1 upvotes, 1 direct replies (showing 1)
No, it can't. If the hash/checksum is sent with the page, a man-in-the-middle would just regenerate a new one and send it. Hashes are used to check integrity of large file downloads sometimes, but the hash is sent separately, and won't really protect from malicious actors if it's being served up on the same site and downloaded at about the same time as the file.
It could be prevented with signatures, which can be validated by a public key that everyone has, but can only be generated by a private key that the sender has. Public key cryptography is orders of magnitude slower than symmetric key crypto, so to avoid "wasting cycles," signatures can be used to verify the identity of the participants to each other, then public key crypto can be used to securely exchange a key to be used for symmetric crypto afterwards. Which is exactly what TLS does.

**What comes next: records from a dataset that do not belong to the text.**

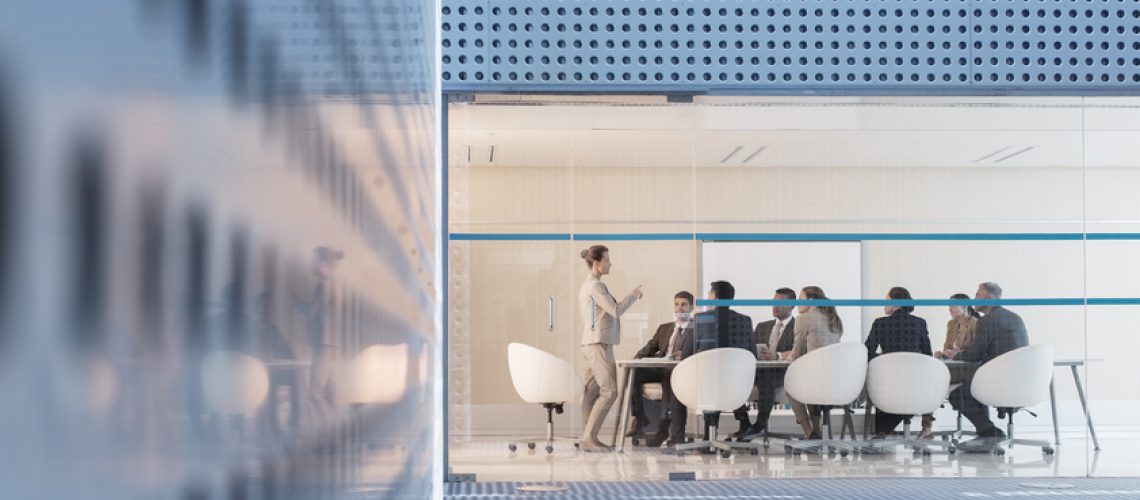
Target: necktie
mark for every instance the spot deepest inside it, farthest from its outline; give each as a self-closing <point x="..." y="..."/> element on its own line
<point x="673" y="341"/>
<point x="776" y="333"/>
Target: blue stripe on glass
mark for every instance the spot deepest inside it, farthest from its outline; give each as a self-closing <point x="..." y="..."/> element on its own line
<point x="635" y="237"/>
<point x="509" y="237"/>
<point x="794" y="236"/>
<point x="922" y="302"/>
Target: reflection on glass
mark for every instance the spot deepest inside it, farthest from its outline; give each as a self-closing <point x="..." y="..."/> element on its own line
<point x="216" y="270"/>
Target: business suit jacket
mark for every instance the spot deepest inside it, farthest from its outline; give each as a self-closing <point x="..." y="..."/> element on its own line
<point x="764" y="335"/>
<point x="658" y="344"/>
<point x="607" y="311"/>
<point x="901" y="332"/>
<point x="812" y="333"/>
<point x="999" y="332"/>
<point x="719" y="328"/>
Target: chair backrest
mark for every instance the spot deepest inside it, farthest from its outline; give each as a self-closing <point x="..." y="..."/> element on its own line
<point x="540" y="377"/>
<point x="906" y="383"/>
<point x="234" y="383"/>
<point x="718" y="379"/>
<point x="832" y="375"/>
<point x="1015" y="379"/>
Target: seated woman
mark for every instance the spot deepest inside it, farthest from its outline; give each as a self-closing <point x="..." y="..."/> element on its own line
<point x="897" y="332"/>
<point x="815" y="327"/>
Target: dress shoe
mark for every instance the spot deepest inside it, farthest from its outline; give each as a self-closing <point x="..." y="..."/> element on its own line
<point x="992" y="432"/>
<point x="594" y="447"/>
<point x="635" y="427"/>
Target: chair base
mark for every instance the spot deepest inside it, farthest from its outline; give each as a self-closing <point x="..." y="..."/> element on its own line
<point x="921" y="447"/>
<point x="550" y="439"/>
<point x="714" y="444"/>
<point x="829" y="445"/>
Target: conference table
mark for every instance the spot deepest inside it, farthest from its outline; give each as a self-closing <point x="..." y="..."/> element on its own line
<point x="627" y="371"/>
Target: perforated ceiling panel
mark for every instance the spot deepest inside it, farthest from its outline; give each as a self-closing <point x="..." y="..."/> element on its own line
<point x="791" y="46"/>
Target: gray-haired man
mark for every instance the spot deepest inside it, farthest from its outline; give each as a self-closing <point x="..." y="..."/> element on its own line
<point x="999" y="332"/>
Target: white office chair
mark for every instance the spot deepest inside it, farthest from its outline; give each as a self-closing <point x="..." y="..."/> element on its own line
<point x="908" y="383"/>
<point x="711" y="382"/>
<point x="234" y="386"/>
<point x="830" y="376"/>
<point x="1011" y="382"/>
<point x="543" y="378"/>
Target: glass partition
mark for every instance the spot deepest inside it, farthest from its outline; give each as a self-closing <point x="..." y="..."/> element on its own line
<point x="854" y="195"/>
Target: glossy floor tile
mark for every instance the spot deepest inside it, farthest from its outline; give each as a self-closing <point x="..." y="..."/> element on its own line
<point x="490" y="460"/>
<point x="933" y="489"/>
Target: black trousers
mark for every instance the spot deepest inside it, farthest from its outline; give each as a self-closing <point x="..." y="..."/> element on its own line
<point x="972" y="409"/>
<point x="767" y="383"/>
<point x="646" y="376"/>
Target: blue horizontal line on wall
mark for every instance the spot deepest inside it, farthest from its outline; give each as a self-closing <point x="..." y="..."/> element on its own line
<point x="792" y="236"/>
<point x="509" y="237"/>
<point x="922" y="302"/>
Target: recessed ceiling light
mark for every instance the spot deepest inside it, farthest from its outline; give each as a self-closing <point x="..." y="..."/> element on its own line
<point x="732" y="154"/>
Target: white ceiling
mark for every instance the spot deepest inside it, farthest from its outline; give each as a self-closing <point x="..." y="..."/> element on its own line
<point x="795" y="131"/>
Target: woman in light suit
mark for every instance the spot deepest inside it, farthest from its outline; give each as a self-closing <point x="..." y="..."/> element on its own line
<point x="602" y="330"/>
<point x="815" y="327"/>
<point x="960" y="329"/>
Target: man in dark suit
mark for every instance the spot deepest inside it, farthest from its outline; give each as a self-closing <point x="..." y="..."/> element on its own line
<point x="999" y="332"/>
<point x="665" y="343"/>
<point x="776" y="335"/>
<point x="721" y="327"/>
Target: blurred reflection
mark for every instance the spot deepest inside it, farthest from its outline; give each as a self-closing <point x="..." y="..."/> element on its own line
<point x="213" y="276"/>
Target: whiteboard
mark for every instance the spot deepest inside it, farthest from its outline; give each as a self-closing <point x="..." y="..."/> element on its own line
<point x="756" y="269"/>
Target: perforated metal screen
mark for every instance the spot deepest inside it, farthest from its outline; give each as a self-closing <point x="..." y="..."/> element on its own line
<point x="791" y="46"/>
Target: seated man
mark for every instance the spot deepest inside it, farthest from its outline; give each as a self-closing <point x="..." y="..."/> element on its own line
<point x="662" y="344"/>
<point x="718" y="328"/>
<point x="999" y="332"/>
<point x="776" y="335"/>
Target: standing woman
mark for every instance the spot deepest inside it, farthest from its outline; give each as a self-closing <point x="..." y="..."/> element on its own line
<point x="602" y="330"/>
<point x="815" y="327"/>
<point x="963" y="322"/>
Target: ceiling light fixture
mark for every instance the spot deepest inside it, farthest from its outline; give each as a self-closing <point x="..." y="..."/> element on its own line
<point x="732" y="154"/>
<point x="1014" y="154"/>
<point x="992" y="154"/>
<point x="757" y="152"/>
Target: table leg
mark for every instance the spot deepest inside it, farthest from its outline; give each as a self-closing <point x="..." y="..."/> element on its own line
<point x="1052" y="402"/>
<point x="1084" y="406"/>
<point x="624" y="391"/>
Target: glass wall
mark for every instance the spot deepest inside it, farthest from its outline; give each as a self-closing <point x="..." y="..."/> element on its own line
<point x="218" y="238"/>
<point x="936" y="195"/>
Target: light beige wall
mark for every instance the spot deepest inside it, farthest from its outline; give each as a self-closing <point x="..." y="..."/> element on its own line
<point x="509" y="281"/>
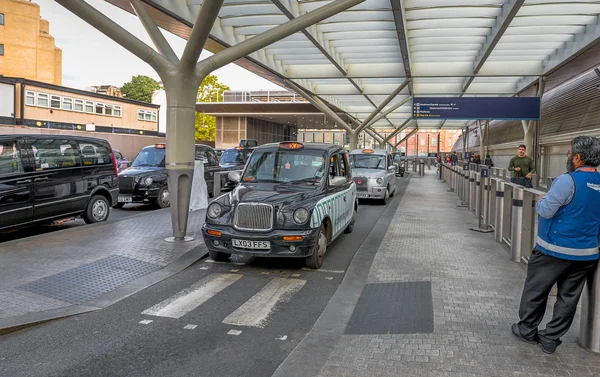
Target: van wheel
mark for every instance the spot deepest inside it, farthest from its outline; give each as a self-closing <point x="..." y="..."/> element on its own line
<point x="217" y="256"/>
<point x="350" y="227"/>
<point x="97" y="210"/>
<point x="315" y="261"/>
<point x="162" y="200"/>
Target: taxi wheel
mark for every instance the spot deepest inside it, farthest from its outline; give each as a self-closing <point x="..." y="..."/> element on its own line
<point x="97" y="210"/>
<point x="315" y="261"/>
<point x="217" y="256"/>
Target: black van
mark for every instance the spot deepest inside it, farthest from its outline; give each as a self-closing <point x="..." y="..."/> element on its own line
<point x="49" y="177"/>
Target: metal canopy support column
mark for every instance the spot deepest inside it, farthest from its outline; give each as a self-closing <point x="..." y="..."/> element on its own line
<point x="183" y="77"/>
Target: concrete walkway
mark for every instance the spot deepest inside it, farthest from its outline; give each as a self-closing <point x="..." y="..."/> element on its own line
<point x="86" y="268"/>
<point x="472" y="302"/>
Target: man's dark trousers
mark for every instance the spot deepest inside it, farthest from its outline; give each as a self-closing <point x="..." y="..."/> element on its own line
<point x="542" y="272"/>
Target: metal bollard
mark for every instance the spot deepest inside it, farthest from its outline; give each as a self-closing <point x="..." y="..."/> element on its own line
<point x="589" y="325"/>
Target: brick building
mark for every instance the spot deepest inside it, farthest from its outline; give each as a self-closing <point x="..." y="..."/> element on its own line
<point x="26" y="47"/>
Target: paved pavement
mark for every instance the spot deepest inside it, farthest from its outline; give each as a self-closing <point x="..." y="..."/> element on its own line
<point x="461" y="285"/>
<point x="86" y="268"/>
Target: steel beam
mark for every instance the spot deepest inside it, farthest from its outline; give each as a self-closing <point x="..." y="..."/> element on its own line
<point x="158" y="38"/>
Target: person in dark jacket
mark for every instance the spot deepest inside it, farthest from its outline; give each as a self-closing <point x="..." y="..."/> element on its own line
<point x="566" y="250"/>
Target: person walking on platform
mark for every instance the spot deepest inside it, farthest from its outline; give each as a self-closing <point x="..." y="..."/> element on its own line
<point x="566" y="250"/>
<point x="522" y="167"/>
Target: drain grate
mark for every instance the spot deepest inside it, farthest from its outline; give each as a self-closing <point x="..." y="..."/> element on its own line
<point x="84" y="283"/>
<point x="393" y="308"/>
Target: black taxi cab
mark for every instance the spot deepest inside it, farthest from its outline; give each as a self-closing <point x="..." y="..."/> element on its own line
<point x="145" y="181"/>
<point x="293" y="199"/>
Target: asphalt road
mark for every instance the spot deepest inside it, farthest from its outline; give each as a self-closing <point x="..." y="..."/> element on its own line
<point x="241" y="318"/>
<point x="115" y="215"/>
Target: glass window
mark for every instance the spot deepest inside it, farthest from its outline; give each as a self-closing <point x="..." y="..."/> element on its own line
<point x="10" y="158"/>
<point x="30" y="98"/>
<point x="55" y="102"/>
<point x="99" y="108"/>
<point x="42" y="100"/>
<point x="67" y="103"/>
<point x="94" y="153"/>
<point x="54" y="154"/>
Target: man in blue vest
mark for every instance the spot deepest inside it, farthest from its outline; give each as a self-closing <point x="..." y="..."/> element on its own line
<point x="566" y="250"/>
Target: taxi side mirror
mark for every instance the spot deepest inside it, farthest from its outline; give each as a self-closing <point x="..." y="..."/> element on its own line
<point x="234" y="176"/>
<point x="338" y="181"/>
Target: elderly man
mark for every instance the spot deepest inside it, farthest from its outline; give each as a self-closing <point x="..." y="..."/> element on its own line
<point x="566" y="250"/>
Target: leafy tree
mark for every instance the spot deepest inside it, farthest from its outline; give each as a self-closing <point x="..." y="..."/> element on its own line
<point x="211" y="90"/>
<point x="140" y="88"/>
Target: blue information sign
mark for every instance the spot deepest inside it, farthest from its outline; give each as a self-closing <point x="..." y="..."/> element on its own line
<point x="484" y="108"/>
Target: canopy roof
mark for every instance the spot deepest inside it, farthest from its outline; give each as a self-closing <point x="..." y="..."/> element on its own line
<point x="355" y="59"/>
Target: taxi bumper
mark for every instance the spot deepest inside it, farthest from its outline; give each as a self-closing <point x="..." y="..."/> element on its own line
<point x="278" y="247"/>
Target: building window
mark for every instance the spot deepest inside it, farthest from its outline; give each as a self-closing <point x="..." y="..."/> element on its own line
<point x="30" y="98"/>
<point x="67" y="103"/>
<point x="89" y="107"/>
<point x="42" y="100"/>
<point x="55" y="102"/>
<point x="99" y="108"/>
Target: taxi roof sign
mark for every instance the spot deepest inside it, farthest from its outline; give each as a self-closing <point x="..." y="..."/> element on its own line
<point x="291" y="145"/>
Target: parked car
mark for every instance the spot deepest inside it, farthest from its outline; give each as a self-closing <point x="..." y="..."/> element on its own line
<point x="292" y="201"/>
<point x="49" y="177"/>
<point x="374" y="174"/>
<point x="145" y="181"/>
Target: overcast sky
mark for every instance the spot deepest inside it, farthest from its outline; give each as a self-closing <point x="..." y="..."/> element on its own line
<point x="90" y="58"/>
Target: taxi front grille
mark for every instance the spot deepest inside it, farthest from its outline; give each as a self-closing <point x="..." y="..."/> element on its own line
<point x="253" y="216"/>
<point x="126" y="185"/>
<point x="362" y="183"/>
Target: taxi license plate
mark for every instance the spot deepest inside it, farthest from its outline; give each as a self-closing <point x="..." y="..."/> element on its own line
<point x="245" y="244"/>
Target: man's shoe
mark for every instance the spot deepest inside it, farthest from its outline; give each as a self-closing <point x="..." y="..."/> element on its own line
<point x="517" y="333"/>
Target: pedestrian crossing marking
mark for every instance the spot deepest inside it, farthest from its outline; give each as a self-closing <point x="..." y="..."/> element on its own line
<point x="256" y="311"/>
<point x="190" y="298"/>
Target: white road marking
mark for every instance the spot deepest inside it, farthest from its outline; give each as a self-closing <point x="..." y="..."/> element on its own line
<point x="322" y="270"/>
<point x="256" y="311"/>
<point x="190" y="298"/>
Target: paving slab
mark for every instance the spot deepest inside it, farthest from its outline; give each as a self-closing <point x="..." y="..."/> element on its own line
<point x="86" y="268"/>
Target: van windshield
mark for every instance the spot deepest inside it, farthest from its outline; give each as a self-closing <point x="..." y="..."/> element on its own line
<point x="153" y="157"/>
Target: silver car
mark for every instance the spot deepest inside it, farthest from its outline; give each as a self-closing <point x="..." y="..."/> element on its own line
<point x="374" y="173"/>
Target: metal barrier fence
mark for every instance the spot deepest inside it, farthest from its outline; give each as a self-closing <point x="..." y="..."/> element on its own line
<point x="508" y="210"/>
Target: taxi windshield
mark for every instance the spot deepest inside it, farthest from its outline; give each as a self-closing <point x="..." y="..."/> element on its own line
<point x="301" y="167"/>
<point x="234" y="156"/>
<point x="151" y="157"/>
<point x="367" y="161"/>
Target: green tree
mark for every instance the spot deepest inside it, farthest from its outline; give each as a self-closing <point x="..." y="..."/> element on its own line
<point x="140" y="88"/>
<point x="211" y="90"/>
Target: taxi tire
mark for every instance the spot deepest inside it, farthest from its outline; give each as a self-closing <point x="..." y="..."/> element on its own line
<point x="315" y="261"/>
<point x="95" y="202"/>
<point x="217" y="256"/>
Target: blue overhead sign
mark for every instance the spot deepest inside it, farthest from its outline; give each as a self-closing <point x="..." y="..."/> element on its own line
<point x="466" y="108"/>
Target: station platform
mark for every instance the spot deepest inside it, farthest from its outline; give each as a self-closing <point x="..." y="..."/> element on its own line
<point x="87" y="268"/>
<point x="435" y="299"/>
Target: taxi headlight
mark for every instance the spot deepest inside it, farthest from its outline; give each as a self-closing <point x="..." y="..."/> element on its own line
<point x="214" y="210"/>
<point x="300" y="216"/>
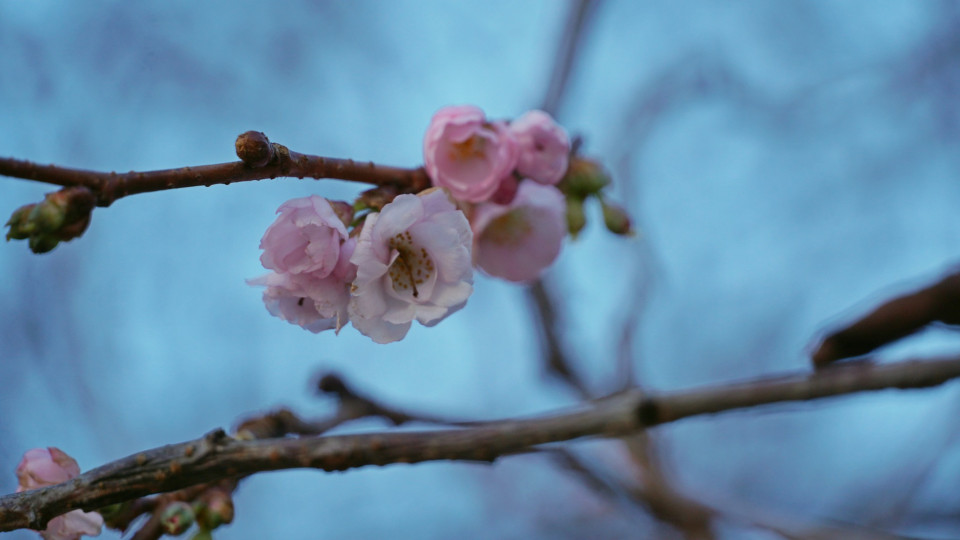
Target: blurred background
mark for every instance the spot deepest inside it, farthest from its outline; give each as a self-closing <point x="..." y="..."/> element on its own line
<point x="788" y="165"/>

To mitigate the possibility of a man-in-the-middle giving you a phony public key, gemini encourages TOFU (trust on first use), which means you keep the server's public key on file after you get it the first time. So to make you trust a man-in-the-middle, they would have to intercept your very first access to a server, which is harder to do and obvious if they get it wrong.
Comment by tinspin at 17/01/2025 at 00:17 UTC
0 upvotes, 1 direct replies
https://datatracker.ietf.org/doc/html/rfc2289
You have to salt the hash... so that the MITM can't fake things.
I'm still very surprised there are C coders that never used Java and cryptography experts that never used 2289!